It's very convenient. You insert your bank card at an automatic teller machine and out come crisp dollar bills from your account. What you may not know is that at the same time, criminals may also be accessing your account.
It is one of the fastest-growing forms of bank fraud in the country. Last year, $2 billion was stolen from bank accounts when they were "skimmed" at an ATM.
At the financial crimes lab of the U.S. Secret Service, agents analyze the devices used to steal names and account numbers from a bank card's magnetic stripe — some small enough to fit in the palm of your hand.
"Anything that is equipped with a card reader is potentially subject to compromise," said Jim Savage, director of financial fraud for the Secret Service.
The information stored on these "skimming" devices can be downloaded onto the Internet and used to make counterfeit cards in a matter of hours — and you have no idea it happened.
But the "skimming" fraud that has the Secret Service most concerned right now involves ATMs — especially stand-alone ATMs — that millions of people use in their local convenience stores. Investigators say criminals favor these ATMs because there are often no surveillance cameras watching them.
Eric Wolfman, 28, a vice president in the mergers and acquisitions group of Solomon Smith Barney, used these ATMs until he discovered someone had stolen $1,200 from his bank account.

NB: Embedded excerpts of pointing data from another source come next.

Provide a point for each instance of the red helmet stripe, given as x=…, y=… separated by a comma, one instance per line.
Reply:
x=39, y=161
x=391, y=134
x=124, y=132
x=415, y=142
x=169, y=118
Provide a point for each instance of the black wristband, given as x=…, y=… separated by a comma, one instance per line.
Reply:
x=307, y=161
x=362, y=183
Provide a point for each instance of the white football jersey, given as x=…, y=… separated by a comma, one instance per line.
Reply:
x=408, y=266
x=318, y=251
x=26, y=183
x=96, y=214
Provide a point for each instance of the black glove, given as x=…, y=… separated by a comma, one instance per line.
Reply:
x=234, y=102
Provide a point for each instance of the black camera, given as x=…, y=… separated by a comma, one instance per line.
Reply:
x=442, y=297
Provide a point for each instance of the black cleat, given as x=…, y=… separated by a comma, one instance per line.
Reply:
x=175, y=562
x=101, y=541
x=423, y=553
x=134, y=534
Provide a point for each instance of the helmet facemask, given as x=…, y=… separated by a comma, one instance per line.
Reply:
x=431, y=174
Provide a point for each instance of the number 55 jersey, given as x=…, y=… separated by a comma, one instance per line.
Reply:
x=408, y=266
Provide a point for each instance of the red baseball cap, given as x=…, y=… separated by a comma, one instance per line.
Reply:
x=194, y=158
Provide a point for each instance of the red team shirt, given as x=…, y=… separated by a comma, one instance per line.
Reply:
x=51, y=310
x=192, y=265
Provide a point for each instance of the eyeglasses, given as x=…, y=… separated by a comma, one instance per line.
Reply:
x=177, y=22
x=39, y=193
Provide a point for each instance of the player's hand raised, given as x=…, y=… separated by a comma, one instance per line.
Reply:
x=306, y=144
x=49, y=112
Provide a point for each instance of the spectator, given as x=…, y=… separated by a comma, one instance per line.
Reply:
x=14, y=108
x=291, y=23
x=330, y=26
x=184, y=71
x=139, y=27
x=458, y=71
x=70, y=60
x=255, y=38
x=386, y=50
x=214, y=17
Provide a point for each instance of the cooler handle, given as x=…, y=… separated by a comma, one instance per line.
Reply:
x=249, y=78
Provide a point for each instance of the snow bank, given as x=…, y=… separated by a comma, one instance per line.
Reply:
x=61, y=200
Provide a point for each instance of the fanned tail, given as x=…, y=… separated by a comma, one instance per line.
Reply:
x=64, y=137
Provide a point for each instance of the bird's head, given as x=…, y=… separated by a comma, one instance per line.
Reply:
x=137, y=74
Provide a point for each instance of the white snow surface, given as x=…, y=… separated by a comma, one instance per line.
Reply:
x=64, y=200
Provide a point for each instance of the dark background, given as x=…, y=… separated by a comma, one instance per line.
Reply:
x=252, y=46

"I was kind of shocked at how somebody could pull something like this off," he said. "I mean, I've been using my debit card for years."
Difficult to Detect
ATM fraud is difficult to detect. As is the case with so many victims, the machine gave Wolfman his money and his card back while it was stealing his account information and personal information number, which thieves later used to drain his account.
Now, "I'm just trying to stick with the larger banks and trying to stay away from the mini-ATMs as much as possible," said Wolfman.
One reason the crime is growing is because anyone can buy an ATM. You can even buy one on eBay — mini-ATMs can go for as little as $250, full-size models cost about $4,000.
With help from the Secret Service, local law enforcement is catching up. Prosecutors are getting ready to try a ring of suspected thieves who allegedly netted $3.4 million from frauds involving ATMs in Florida, New York and California.
It's the banks that lose money on these crimes. Consumers get paid back because their bank deposits are insured by the federal government. But anyone who's been through this will tell you it's a disturbing violation. And if it ends up costing your bank money, it's a good bet the bank will pass the cost on to you.